【10月7日付編集日記】復興へ最前線の町

(数字はいいね)  このエントリーをはてなブックマークに追加 

 今は山中、今は浜♪。童謡「汽車」のモデルについては異説もあるが、ゆかりの地と誇りに思う広野町の人たちには親しみ深い歌だろう

 ▼JR常磐線の広野駅は震災と原発事故で避難した双葉郡にあって最も早く業務を再開した。
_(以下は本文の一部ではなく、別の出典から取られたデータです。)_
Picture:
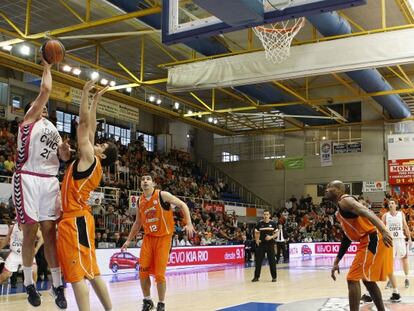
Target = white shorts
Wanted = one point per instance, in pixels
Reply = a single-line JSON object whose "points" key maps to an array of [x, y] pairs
{"points": [[400, 248], [36, 198], [14, 262]]}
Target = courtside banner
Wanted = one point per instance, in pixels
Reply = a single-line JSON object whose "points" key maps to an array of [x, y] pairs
{"points": [[401, 172], [112, 261], [299, 250]]}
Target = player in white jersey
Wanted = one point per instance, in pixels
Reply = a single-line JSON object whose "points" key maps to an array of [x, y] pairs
{"points": [[36, 188], [14, 260], [396, 223]]}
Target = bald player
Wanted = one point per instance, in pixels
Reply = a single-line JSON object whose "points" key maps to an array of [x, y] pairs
{"points": [[373, 261]]}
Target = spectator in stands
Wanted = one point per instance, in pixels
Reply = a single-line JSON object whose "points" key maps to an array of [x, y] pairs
{"points": [[184, 241], [98, 238], [176, 241]]}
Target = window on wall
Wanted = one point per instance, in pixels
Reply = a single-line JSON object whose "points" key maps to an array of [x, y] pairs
{"points": [[344, 140], [249, 147], [149, 141], [116, 132], [64, 121], [228, 157]]}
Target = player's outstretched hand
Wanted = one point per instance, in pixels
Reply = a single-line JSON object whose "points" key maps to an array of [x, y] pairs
{"points": [[387, 237]]}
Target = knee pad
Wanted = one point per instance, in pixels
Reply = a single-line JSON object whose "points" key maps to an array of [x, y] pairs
{"points": [[143, 273], [159, 278]]}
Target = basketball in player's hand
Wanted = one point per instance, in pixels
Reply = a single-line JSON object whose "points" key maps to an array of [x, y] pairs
{"points": [[53, 51]]}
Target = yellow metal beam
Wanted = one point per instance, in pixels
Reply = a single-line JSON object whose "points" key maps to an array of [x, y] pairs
{"points": [[304, 100], [12, 24], [19, 64], [141, 75], [88, 10], [122, 86], [201, 101], [28, 15], [87, 25], [213, 99], [352, 22], [71, 10], [383, 14], [129, 73]]}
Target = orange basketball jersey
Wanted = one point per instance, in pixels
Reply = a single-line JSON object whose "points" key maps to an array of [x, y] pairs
{"points": [[75, 193], [156, 220], [355, 228]]}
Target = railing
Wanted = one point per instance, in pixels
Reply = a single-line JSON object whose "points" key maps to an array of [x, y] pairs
{"points": [[202, 201], [234, 186]]}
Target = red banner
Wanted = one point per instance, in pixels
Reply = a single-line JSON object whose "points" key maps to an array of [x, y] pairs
{"points": [[333, 248], [192, 256], [214, 207], [401, 172]]}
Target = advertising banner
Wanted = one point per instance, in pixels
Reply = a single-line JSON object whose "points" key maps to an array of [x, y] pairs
{"points": [[301, 250], [374, 186], [401, 172], [326, 153], [114, 261]]}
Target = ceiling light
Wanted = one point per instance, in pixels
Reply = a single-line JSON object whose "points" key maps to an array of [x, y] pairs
{"points": [[76, 71], [94, 75], [67, 68], [25, 50]]}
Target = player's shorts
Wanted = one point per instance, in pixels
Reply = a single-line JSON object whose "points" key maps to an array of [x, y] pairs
{"points": [[14, 262], [400, 248], [154, 255], [36, 198], [373, 261], [76, 248]]}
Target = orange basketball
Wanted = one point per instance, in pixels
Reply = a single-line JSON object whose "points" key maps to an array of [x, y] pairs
{"points": [[53, 51]]}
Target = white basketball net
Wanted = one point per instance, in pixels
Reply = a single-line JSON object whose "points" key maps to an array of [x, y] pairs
{"points": [[277, 38]]}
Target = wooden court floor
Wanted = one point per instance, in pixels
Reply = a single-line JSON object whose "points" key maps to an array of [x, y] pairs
{"points": [[190, 290]]}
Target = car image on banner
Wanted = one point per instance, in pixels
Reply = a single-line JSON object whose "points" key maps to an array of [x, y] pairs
{"points": [[112, 261]]}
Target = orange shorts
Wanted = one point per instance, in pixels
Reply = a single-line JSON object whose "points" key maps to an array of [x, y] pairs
{"points": [[154, 256], [76, 248], [373, 261]]}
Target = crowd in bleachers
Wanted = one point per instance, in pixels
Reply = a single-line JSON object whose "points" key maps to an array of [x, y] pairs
{"points": [[302, 220]]}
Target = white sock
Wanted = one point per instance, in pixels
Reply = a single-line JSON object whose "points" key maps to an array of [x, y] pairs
{"points": [[56, 276], [28, 275]]}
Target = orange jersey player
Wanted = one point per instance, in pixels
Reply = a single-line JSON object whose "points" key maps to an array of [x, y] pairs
{"points": [[373, 261], [76, 230], [155, 215]]}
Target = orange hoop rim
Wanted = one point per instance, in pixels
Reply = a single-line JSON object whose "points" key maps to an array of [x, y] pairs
{"points": [[282, 30]]}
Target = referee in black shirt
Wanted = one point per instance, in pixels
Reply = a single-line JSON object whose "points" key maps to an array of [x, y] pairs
{"points": [[265, 234]]}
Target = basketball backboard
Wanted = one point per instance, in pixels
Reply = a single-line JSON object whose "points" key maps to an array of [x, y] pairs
{"points": [[185, 20]]}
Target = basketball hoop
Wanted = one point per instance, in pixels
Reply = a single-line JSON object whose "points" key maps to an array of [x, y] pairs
{"points": [[277, 38]]}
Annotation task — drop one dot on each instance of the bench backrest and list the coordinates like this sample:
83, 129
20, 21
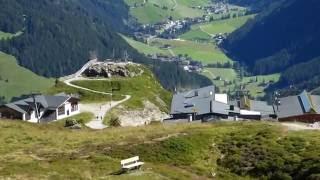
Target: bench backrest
130, 160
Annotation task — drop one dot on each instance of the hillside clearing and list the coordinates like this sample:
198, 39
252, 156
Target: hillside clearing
189, 151
16, 80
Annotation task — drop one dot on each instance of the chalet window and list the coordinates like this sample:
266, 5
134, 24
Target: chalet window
74, 107
61, 110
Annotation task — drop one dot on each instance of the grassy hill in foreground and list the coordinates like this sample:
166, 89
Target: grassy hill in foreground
141, 88
198, 151
16, 80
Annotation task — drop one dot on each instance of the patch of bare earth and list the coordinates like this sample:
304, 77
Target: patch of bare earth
141, 117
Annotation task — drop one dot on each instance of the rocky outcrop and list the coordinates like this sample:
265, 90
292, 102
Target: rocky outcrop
112, 69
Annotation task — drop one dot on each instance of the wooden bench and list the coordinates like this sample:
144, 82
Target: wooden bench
131, 163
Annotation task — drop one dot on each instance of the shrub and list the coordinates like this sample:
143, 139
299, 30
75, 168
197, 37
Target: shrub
115, 121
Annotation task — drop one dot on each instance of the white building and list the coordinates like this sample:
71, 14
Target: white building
49, 108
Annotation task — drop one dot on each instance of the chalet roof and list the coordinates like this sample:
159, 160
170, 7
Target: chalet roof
298, 105
262, 107
200, 101
47, 102
197, 100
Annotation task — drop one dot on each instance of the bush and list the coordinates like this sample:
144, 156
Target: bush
115, 121
71, 122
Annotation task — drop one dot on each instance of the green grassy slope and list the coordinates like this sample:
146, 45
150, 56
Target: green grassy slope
144, 48
158, 10
202, 32
16, 80
141, 88
185, 151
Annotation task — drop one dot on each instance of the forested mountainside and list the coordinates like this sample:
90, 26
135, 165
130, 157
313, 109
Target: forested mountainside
284, 38
58, 36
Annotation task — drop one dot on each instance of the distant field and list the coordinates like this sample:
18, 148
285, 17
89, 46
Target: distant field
225, 26
16, 80
202, 32
253, 84
144, 48
227, 74
158, 10
204, 52
195, 34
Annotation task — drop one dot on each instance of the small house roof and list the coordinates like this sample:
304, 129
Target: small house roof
298, 105
47, 102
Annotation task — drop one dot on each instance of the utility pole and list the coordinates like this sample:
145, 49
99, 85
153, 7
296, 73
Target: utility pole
36, 107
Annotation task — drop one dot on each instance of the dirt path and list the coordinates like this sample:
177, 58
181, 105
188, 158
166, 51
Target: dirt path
297, 127
205, 31
211, 74
175, 4
99, 110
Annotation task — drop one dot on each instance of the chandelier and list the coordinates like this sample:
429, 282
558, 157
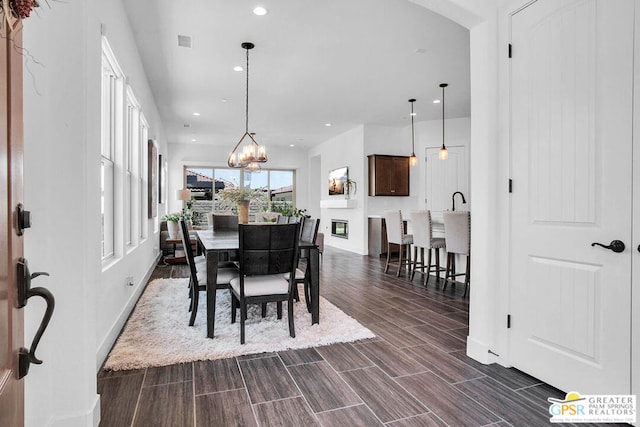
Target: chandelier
251, 154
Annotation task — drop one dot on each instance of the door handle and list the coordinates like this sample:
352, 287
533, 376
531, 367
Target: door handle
28, 356
616, 245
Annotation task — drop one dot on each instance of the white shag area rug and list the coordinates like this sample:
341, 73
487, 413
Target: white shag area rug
158, 331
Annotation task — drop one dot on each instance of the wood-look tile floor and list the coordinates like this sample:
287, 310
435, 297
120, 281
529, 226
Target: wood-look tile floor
414, 373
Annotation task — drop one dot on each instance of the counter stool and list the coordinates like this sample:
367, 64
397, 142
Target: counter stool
423, 239
457, 230
397, 236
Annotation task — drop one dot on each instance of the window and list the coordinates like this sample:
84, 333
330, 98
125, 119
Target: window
112, 83
205, 183
143, 130
131, 170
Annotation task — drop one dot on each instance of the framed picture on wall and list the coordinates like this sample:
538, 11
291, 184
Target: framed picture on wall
337, 179
162, 179
153, 179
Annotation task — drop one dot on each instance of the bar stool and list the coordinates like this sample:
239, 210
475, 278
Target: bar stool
397, 236
457, 230
423, 239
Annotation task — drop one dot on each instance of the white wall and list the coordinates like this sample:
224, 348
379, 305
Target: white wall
62, 189
345, 149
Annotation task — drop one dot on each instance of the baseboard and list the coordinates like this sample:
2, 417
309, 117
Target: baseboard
91, 418
112, 336
481, 352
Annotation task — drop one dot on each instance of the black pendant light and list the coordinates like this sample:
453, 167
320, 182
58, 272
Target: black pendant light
413, 160
252, 153
444, 154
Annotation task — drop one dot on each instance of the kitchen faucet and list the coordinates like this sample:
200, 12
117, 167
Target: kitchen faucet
453, 199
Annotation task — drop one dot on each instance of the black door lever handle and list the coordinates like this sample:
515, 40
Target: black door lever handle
616, 245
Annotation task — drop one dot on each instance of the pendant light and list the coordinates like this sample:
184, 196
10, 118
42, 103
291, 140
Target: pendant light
444, 154
413, 160
252, 153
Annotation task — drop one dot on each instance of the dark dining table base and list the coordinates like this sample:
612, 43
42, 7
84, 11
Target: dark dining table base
215, 244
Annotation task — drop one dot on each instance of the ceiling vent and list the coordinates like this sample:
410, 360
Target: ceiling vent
184, 41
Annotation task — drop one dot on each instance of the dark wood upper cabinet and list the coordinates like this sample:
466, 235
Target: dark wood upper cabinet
388, 175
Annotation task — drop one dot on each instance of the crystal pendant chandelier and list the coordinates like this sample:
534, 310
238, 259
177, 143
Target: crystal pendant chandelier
413, 160
444, 154
251, 154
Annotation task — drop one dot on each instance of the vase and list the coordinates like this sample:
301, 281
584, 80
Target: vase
243, 211
172, 228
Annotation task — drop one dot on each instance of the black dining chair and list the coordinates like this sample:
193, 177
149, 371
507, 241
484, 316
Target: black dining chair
266, 253
308, 234
198, 274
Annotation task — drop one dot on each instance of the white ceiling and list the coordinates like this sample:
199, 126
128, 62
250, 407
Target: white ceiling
345, 62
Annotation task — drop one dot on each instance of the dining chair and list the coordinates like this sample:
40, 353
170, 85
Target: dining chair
397, 236
266, 253
320, 243
457, 232
198, 275
423, 239
309, 234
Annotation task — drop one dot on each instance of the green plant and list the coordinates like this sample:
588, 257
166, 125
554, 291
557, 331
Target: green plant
173, 217
287, 209
235, 194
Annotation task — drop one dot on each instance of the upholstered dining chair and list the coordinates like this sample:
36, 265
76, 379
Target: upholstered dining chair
457, 232
198, 275
266, 253
309, 234
423, 239
397, 236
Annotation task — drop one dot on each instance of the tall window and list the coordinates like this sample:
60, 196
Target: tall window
143, 130
112, 81
205, 183
131, 207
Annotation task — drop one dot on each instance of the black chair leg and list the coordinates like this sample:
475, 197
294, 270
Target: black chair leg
292, 329
234, 307
386, 266
243, 317
194, 304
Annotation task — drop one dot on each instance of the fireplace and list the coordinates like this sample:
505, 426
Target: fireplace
340, 228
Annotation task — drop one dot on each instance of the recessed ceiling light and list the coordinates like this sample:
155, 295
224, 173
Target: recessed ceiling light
260, 11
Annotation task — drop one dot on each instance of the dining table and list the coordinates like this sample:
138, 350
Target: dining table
224, 245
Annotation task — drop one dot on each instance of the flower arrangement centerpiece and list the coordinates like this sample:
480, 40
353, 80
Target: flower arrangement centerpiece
16, 9
172, 224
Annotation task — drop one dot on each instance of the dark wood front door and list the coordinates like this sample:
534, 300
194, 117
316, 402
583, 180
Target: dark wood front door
11, 319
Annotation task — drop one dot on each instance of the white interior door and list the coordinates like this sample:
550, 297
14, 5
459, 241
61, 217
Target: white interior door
444, 177
571, 147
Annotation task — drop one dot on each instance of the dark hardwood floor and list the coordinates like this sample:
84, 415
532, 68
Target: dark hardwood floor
414, 373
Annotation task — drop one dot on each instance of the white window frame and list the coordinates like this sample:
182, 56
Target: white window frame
131, 171
111, 139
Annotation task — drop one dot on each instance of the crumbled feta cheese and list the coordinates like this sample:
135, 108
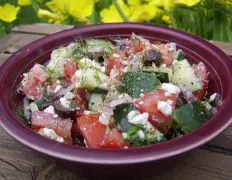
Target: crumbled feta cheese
69, 95
116, 55
164, 107
132, 114
58, 87
172, 46
124, 135
50, 109
103, 69
55, 116
212, 97
104, 119
65, 102
149, 126
139, 119
87, 112
114, 73
141, 134
163, 65
172, 89
90, 63
141, 102
78, 73
169, 101
33, 107
51, 134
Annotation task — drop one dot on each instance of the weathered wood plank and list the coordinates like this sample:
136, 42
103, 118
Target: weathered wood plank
213, 161
19, 162
14, 41
41, 28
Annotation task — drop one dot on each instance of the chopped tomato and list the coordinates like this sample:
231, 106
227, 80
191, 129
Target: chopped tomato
75, 129
133, 48
92, 130
81, 100
62, 127
148, 103
114, 63
32, 84
113, 140
201, 73
69, 69
167, 55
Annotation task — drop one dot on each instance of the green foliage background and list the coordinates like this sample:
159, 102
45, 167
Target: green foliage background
210, 19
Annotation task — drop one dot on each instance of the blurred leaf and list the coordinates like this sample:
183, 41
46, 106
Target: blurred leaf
2, 30
35, 5
94, 18
8, 1
27, 16
105, 3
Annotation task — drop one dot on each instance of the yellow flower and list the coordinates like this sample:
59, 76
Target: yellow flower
78, 9
112, 15
145, 12
158, 3
168, 4
60, 6
226, 3
134, 2
188, 3
24, 2
8, 12
81, 9
45, 14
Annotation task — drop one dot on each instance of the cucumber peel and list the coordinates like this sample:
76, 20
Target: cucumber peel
137, 83
191, 116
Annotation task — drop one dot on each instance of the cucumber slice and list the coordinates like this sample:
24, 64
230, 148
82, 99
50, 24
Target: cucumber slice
162, 73
183, 73
88, 63
137, 83
58, 58
92, 78
96, 102
191, 116
120, 116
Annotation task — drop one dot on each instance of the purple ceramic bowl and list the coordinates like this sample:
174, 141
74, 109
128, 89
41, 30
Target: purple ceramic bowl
107, 161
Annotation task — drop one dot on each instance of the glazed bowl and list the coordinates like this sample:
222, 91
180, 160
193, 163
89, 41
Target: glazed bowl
95, 161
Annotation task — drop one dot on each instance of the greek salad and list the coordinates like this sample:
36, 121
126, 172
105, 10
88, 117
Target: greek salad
116, 94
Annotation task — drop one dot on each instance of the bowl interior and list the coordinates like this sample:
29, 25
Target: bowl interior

かつて田んぼが広がっていた駅東側は復興へ再開発が進められ、夢にも見なかった高いビルが姿を見せてランドマークになった

 ▼町の計画では西側の市街地から常磐線をまたいで東側に渡る自由通路が造られ、その先には、ふたば未来学園の寄宿舎ができる。津波被災のなかった区域だが、事情を知らない人たちからは異論もあったという

 ▼遠藤智町長は言う。「常磐線は双葉郡をつないでいる。郡内から集った生徒たちが朝夕、遠く続く線路を見て双葉郡の絆を確かめるんです」。校舎から街中に出てきた生徒たちの若い声が通りに響いているのも、郡内ではここだけだ

 ▼北隣の楢葉町で昨年避難指示が解除され、来春には富岡町も続く。復興前線は確実に北へ上がっていく。広野町はその最前線で変化の風を呼び込んでいく役回りだ。帰還者も若者も、いくつもの異論や不安を力強く乗り越えてきた5年半。♪思う間も無くトンネルの、闇を通って広野原♪。